As to preferred embodiments of the transposable element, it is referred to the fourth and/or seventh aspect of the present invention.

[0155] In a further aspect, the present invention relates to a (transgenic) cell comprising

a transposable element comprising at least one polynucleotide of interest, and a polypeptide according to the first aspect, a polynucleotide according to the second aspect, or a vector according to the third aspect. As to further preferred embodiments with respect to the cell and the transposable element, it is referred to the fourth aspect of the present invention.

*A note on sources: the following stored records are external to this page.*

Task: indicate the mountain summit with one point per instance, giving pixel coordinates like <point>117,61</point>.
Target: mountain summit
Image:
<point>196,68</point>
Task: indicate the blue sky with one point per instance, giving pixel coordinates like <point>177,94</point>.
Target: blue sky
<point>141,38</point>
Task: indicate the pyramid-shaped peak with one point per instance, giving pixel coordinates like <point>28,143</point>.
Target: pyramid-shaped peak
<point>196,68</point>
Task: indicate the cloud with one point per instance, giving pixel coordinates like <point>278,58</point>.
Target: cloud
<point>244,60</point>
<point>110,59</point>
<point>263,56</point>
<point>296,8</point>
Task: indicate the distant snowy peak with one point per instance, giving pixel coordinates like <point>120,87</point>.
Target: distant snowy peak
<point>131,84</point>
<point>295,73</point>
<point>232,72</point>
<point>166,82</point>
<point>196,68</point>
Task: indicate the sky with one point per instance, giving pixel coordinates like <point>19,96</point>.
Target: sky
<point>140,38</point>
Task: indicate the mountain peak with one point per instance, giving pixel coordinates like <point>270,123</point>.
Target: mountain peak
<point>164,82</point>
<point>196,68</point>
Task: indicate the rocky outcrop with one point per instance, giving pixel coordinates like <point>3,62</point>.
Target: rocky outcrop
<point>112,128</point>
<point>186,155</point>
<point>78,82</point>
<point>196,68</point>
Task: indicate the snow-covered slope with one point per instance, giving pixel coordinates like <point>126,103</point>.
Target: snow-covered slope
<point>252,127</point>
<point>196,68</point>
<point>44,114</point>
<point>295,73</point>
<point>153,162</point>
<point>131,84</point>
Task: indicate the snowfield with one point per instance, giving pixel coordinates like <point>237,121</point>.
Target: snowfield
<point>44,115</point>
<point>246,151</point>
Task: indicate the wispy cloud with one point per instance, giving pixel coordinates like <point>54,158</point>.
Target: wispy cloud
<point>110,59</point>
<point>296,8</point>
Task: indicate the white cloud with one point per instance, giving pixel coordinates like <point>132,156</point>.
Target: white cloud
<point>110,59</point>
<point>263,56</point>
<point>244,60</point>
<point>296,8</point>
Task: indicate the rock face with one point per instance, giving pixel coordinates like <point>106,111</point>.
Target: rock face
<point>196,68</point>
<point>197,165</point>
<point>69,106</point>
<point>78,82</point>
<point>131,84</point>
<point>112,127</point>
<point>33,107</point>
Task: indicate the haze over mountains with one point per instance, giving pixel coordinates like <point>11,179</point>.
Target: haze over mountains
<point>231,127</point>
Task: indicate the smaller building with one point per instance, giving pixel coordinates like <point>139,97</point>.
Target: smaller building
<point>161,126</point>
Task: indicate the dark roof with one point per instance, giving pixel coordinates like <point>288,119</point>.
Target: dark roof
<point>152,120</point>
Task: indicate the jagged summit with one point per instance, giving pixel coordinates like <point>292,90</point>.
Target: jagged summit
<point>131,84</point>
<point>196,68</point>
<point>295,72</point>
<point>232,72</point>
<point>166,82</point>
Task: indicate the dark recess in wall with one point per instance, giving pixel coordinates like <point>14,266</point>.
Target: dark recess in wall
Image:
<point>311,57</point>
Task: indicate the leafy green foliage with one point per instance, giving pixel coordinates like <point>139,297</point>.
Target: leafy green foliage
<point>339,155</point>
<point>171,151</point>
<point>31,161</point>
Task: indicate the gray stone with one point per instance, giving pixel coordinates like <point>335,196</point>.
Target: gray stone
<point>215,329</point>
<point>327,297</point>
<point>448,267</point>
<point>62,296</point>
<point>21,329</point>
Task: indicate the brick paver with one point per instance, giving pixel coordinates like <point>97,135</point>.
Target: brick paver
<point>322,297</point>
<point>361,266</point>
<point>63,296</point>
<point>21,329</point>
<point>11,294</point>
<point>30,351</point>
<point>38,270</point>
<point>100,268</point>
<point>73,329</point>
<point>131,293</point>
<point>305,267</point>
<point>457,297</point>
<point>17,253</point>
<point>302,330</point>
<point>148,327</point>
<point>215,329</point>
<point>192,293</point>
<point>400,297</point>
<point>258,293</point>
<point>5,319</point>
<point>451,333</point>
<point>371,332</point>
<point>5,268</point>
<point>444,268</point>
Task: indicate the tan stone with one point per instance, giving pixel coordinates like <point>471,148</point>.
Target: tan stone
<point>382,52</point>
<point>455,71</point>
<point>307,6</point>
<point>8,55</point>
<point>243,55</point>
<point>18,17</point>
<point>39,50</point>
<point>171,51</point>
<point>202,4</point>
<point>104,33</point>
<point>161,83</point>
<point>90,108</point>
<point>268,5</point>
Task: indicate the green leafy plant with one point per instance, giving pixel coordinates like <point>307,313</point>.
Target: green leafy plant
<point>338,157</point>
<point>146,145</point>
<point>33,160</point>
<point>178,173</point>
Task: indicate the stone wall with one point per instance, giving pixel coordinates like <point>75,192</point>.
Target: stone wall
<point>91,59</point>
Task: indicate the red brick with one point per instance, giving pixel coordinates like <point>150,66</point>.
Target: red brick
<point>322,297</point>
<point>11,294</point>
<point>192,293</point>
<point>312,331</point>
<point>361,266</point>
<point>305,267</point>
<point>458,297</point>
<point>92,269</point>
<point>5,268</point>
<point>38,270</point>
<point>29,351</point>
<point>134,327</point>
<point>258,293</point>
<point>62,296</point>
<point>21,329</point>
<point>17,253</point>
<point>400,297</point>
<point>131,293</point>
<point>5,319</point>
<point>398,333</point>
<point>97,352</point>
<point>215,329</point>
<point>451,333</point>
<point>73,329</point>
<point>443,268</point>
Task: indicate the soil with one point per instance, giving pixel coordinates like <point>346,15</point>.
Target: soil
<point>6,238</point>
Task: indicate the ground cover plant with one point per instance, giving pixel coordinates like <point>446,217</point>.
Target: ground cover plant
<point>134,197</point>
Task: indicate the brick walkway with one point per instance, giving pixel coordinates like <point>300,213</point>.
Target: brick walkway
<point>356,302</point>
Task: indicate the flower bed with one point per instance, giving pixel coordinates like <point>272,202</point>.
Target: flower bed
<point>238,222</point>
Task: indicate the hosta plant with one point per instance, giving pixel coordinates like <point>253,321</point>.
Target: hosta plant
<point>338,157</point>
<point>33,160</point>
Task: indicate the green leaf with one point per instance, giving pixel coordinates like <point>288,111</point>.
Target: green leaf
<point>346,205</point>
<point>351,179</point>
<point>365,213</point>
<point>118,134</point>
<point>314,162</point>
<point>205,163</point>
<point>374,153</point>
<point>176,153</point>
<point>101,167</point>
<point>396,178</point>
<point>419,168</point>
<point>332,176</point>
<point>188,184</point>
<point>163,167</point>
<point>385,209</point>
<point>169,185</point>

[0156] In a further aspect, the present invention relates to a (transgenic) cell comprising a heterologous transposable element which comprises at least one polynucleotide of interest, wherein the heterologous transposable element is predominantly, preferably exclusively, integrated/located in transcriptionally active genomic structures (euchromatin). More preferably, the heterologous transposable element is predominantly, preferably exclusively, integrated/located in (a) transcriptionally active promoter region(s). Said cell had been treated with a targeting system according to the eight aspect.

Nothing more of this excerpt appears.